First, he has to transition his offensive personnel from Paul Johnson’s spread option to something a little more standard. Whether he has the quarterback, receivers or offensive line to do so remains to be seen. Second, he has to figure out how to turn around a defense that ranked 100th in defensive S&P+ and must replace both its top four overall tacklers and its top four linemen. This is going to be a crazy-young team, and though Collins’ early recruiting returns are intriguing (he’s brought in a wave of transfers), this is probably too much newness to provide wins any time soon.

Kansas (Les Miles)
2018 record: 3-9
Projected 2019 wins: 2.7 (FPI) to 2.8 (S&P+)
Odds of bowl eligibility: 2%

A coach no one seemed to want took a job no one wanted to take. That could be the first line from what ends up being an incredible redemption tale. It could also provide confirmation as to why both parties were seemingly unwanted.

Miles last coached in 2016. He should be able to upgrade the infrastructure in Lawrence over the next few years, and he might be able to recruit to a more physical identity. But in the short term, he inherits a roster that has basically one player sure to have made his two-deep at LSU: running back Pooka Williams. There’s size on the offensive line and experience in the secondary, but in a Big 12 with an enormous middle class, the Jayhawks have so much ground to make up to hope for much more than a couple of cupcake wins and a conference upset in 2019.

Louisville (Scott Satterfield)
2018 record: 2-10
Projected 2019 wins: 4.2 (S&P+) to 4.4 (FPI)
Odds of bowl eligibility: 17%

Satterfield saw incredible success at Appalachian State, where he had previously played quarterback and spent more than a decade as an assistant. He took over for legendary head coach Jerry Moore, and after an initial stumble (he lost 13 of his first 18 games), he finished 46-11 in Boone.

How much of that success was due to the App State culture and his familiarity with it? How much will translate at a school that just witnessed one of the most rapid-fire collapses you’ll ever see? Bobby Petrino left smoking wreckage behind in Louisville, and Satterfield’s first starting lineup could feature as few as six to eight seniors. The QB group lost all confidence last fall. There are certainly some exciting young athletes — QB Malik Cunningham, WR TuTu Atwell, CB Anthony Johnson, DE Jarrett Jackson, etc. — but Satterfield has to build a new culture from scratch. That’s not usually an overnight task.

UMass (Walt Bell)
2018 record: 4-8
Projected 2019 wins: 3.5 (S&P+) to 3.6 (FPI)
Odds of bowl eligibility: 8%

The good news: Mark Whipple came close. The now-former UMass head coach went 4-8 in both 2017 and 2018, fielding a prolific offense in both years.
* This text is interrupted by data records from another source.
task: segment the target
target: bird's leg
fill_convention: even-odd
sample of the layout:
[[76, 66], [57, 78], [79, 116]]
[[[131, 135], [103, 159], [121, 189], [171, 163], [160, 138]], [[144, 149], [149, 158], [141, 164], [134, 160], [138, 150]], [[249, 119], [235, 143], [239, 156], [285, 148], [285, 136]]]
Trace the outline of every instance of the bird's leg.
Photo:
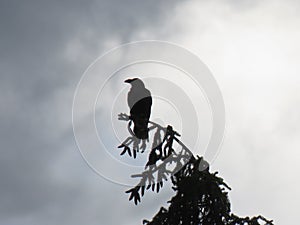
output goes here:
[[141, 145], [140, 149], [142, 150], [141, 153], [143, 153], [145, 151], [145, 149], [146, 149], [146, 140], [145, 139], [142, 140], [142, 145]]
[[133, 151], [139, 152], [140, 139], [134, 137], [133, 140]]

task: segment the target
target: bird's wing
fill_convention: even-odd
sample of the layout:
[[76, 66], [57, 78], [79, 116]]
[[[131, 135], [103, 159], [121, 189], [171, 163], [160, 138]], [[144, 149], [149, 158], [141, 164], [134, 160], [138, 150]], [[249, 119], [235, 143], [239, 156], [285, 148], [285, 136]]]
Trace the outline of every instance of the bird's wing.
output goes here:
[[132, 93], [132, 90], [130, 90], [128, 92], [128, 95], [127, 95], [127, 104], [129, 106], [129, 108], [132, 109], [132, 107], [134, 105], [134, 93]]

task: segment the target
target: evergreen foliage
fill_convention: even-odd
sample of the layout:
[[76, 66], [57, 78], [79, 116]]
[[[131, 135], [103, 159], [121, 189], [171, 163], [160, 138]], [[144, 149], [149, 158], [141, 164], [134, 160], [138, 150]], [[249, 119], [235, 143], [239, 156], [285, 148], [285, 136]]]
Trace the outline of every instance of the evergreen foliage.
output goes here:
[[[128, 121], [129, 117], [120, 114], [119, 119]], [[144, 225], [273, 225], [272, 220], [263, 216], [241, 218], [234, 215], [228, 199], [231, 189], [217, 172], [211, 173], [208, 163], [202, 157], [195, 157], [171, 126], [163, 128], [154, 122], [149, 123], [152, 124], [149, 131], [156, 130], [152, 150], [145, 171], [132, 175], [140, 178], [140, 182], [126, 193], [130, 194], [129, 200], [138, 204], [145, 190], [159, 192], [170, 178], [176, 195], [168, 202], [168, 209], [161, 207], [151, 221], [143, 221]], [[128, 130], [132, 136], [119, 148], [123, 148], [121, 155], [127, 153], [136, 158], [137, 154], [144, 153], [146, 143], [134, 137], [130, 125], [129, 122]], [[182, 147], [180, 152], [175, 151], [175, 142]], [[175, 164], [172, 170], [168, 168], [170, 164]]]

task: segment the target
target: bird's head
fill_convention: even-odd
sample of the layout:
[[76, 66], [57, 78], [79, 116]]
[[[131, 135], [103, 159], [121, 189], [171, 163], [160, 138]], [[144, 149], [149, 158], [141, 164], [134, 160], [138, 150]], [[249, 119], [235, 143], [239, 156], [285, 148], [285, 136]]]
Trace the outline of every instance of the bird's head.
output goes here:
[[143, 81], [139, 78], [127, 79], [124, 82], [131, 84], [132, 87], [145, 87]]
[[138, 78], [132, 78], [132, 79], [127, 79], [125, 80], [124, 82], [125, 83], [128, 83], [128, 84], [131, 84], [133, 81], [137, 80]]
Four one-possession losses prevented the Minutemen from being bowl eligible in 2017, and the presence of guys like All-American receiver Andy Isabella proved that you can attract, or at least develop, high-end talent in Amherst.

The bad news: Only one side of the ball had talent. Whipple’s Minutemen only once cracked the overall S&P+ top 100 (99th in 2015), and his defense ranked 124th last year. Now the offense has to replace Isabella, nearly every running back, three line starters and both primary quarterbacks. The 35-year-old Bell already has five years of offensive coordinator experience at Arkansas State, Maryland and Florida State, but the Minutemen are starting over on both sides of the ball. This is probably going to be a slow build.